Monday, September 15, 2025

Lower interest rates can’t come soon enough for the average American.

When Federal Reserve Chair Jerome Powell hinted at a possible interest rate cut soon, there was a collective sigh of relief. Powell has avoided cutting rates too soon, but he said general employment stability and other labor market measures could warrant a change in the Fed’s policy stance.

Investors lasered in on this and the market took off.

But debt is still a problem in America. A severe crisis looms for the federal student loan system. The first is a repayment predicament. The second is one of fiscal unsustainability for the federal government.

The outstanding student loan balance is $1.77 trillion. It’s an astoundingly large sum and the federal student loan system underwrites 92% of all the loans, totaling 42.7 million borrowers.

The end of the pandemic payment pause has led to a dramatic spike in delinquencies. Missed federal student loan payments started being reported to credit bureaus again after a five-year pause.

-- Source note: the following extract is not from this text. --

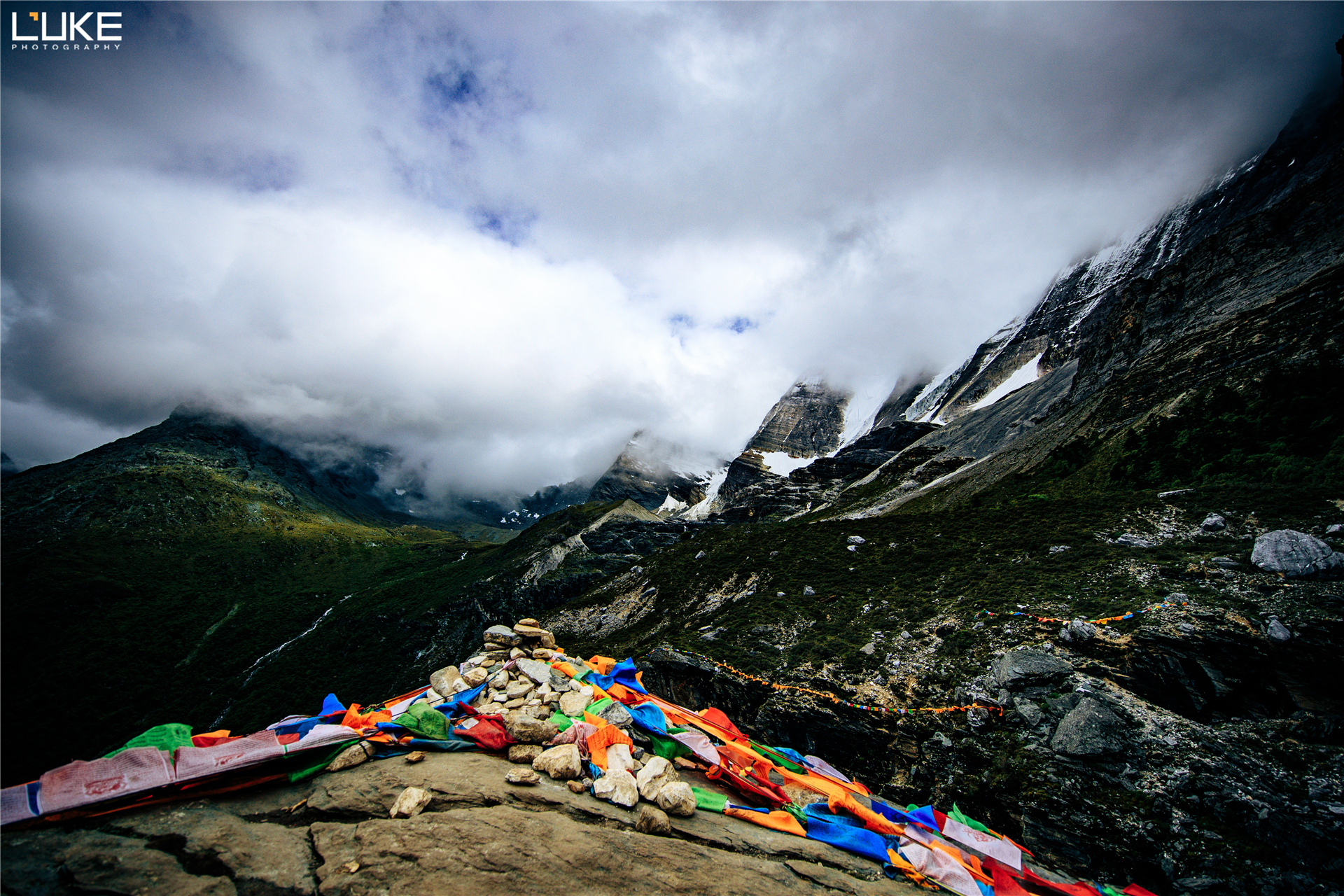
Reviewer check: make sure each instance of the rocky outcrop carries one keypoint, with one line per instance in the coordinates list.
(1296, 555)
(656, 473)
(332, 834)
(806, 422)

The 90-plus day delinquency rate jumped from less than 1% in 2025’s first quarter to 10.25% in the second quarter.

As of April, 31% of student loan borrowers are seriously delinquent. That rate represents nearly a third of borrowers. It’s the highest on record and nearly triples the pre-pandemic rate. This strongly indicates a looming default crisis, with up to 1.8 million borrowers on track to default starting in July.

As for American debt generally, most of it is for people that have higher incomes. And still folks are having a tough time paying off their credit cards with higher interest rates.

Credit card delinquencies just hit 12.3% in the second quarter. We haven’t seen that level in more than a decade. And we’re not too far off the highs seen during the 2008 financial crisis.

LendingTree data says one in four U.S. borrowers have used debt to buy groceries. Also, consumers aged 18-29 are the biggest group that’s 90-plus days delinquent.

Between student loans and credit cards, people are floundering.